Le problème ? L’Agence de sécurité sanitaire française (Anses) et l’Agence européenne des produits chimiques (Echa) les ont classés l’un et l’autre « potentiellement cancérogènes, mutagènes et toxiques pour la reproduction » ou CMR. Nous avons retrouvé du tébuconazole dans trois produits et de la cyperméthrine dans deux références.
L’étrange statut de l’isoprothiolane
Ce n’est pas tout. Un autre pesticide, l’isoprothiolane, identifié dans trois produits, relève d’une étrange réglementation : interdit d’usage dans l’Union européenne, mais dont les résidus sont autorisés dans les produits alimentaires. Autrement dit, on protège les agriculteurs et la végétation de notre continent, mais pas ceux des autres zones du globe, où ces substances continuent d’être utilisées…
Autre famille épinglée sur les pesticides, quatre riz long grain sur neuf présentent des résidus. Carton rouge pour le riz d’une marque de distributeur ! Il compte quatre molécules différentes dont deux présentent des risques pour l’humain et l’environnement (quinclorac et cyperméthrine). Ce lot, analysé par notre laboratoire, provient du Myanmar.

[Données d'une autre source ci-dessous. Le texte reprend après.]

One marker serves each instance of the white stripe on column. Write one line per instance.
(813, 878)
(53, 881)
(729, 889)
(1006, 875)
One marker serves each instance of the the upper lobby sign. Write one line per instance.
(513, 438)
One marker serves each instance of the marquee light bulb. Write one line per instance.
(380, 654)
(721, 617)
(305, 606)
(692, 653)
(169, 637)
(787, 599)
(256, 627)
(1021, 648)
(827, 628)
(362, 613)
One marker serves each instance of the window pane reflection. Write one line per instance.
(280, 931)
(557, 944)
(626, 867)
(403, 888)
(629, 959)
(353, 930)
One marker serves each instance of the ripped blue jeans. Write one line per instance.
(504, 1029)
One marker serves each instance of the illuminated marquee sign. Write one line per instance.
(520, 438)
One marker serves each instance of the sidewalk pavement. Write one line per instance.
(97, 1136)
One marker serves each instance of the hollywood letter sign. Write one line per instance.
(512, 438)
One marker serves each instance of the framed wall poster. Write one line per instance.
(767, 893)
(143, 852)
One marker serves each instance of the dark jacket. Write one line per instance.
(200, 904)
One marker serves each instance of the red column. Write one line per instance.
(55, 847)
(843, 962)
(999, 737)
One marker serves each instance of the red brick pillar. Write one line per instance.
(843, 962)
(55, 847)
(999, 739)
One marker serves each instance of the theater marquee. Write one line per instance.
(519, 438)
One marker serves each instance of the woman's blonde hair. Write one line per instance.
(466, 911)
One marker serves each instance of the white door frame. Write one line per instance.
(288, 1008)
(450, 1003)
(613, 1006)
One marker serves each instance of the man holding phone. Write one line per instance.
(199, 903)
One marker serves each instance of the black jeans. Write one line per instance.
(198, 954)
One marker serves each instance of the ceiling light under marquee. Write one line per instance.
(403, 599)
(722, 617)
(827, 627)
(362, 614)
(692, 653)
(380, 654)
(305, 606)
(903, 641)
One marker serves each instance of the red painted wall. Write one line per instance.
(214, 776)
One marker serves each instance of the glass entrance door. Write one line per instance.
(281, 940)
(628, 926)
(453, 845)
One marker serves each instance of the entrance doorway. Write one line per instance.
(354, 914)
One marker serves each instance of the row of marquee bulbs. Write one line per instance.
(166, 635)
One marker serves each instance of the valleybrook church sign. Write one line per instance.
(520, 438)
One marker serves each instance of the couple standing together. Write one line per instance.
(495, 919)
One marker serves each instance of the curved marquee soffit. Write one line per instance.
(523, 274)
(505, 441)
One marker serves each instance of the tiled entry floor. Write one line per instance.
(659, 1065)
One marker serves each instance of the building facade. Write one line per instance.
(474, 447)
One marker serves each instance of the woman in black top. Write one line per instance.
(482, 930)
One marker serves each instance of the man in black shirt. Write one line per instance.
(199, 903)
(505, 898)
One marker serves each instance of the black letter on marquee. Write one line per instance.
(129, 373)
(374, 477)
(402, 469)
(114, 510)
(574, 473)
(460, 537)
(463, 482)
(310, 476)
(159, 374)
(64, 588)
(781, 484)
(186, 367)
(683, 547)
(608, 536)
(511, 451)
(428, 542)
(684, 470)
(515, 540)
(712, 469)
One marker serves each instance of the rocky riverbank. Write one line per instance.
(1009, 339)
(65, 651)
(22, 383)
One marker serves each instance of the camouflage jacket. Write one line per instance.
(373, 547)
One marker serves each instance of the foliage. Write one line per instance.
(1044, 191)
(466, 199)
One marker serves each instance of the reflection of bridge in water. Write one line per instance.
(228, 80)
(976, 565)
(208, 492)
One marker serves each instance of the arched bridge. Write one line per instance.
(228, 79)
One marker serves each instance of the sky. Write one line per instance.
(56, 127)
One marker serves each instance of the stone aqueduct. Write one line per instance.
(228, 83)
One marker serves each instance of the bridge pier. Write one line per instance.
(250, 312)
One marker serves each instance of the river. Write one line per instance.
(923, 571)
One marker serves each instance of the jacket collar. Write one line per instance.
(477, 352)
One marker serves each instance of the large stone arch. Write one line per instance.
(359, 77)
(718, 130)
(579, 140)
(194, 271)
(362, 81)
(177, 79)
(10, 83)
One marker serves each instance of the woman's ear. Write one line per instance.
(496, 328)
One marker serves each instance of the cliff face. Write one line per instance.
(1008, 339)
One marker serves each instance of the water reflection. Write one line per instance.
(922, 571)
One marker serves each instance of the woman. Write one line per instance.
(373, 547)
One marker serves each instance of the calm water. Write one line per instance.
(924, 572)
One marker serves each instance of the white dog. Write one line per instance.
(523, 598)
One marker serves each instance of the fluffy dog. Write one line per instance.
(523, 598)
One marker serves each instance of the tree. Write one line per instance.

Difficile, toutefois, d’attribuer la contamination à un pays plutôt qu’à un autre, d’autant que l’enseigne nous a précisé que ce riz, selon les lots, pouvait provenir de huit pays différents (européens, asiatiques ou d’Amérique du Sud). Dommage que la mention de l’origine soit facultative sur les produits bruts préemballés. Pour la traçabilité, on repassera !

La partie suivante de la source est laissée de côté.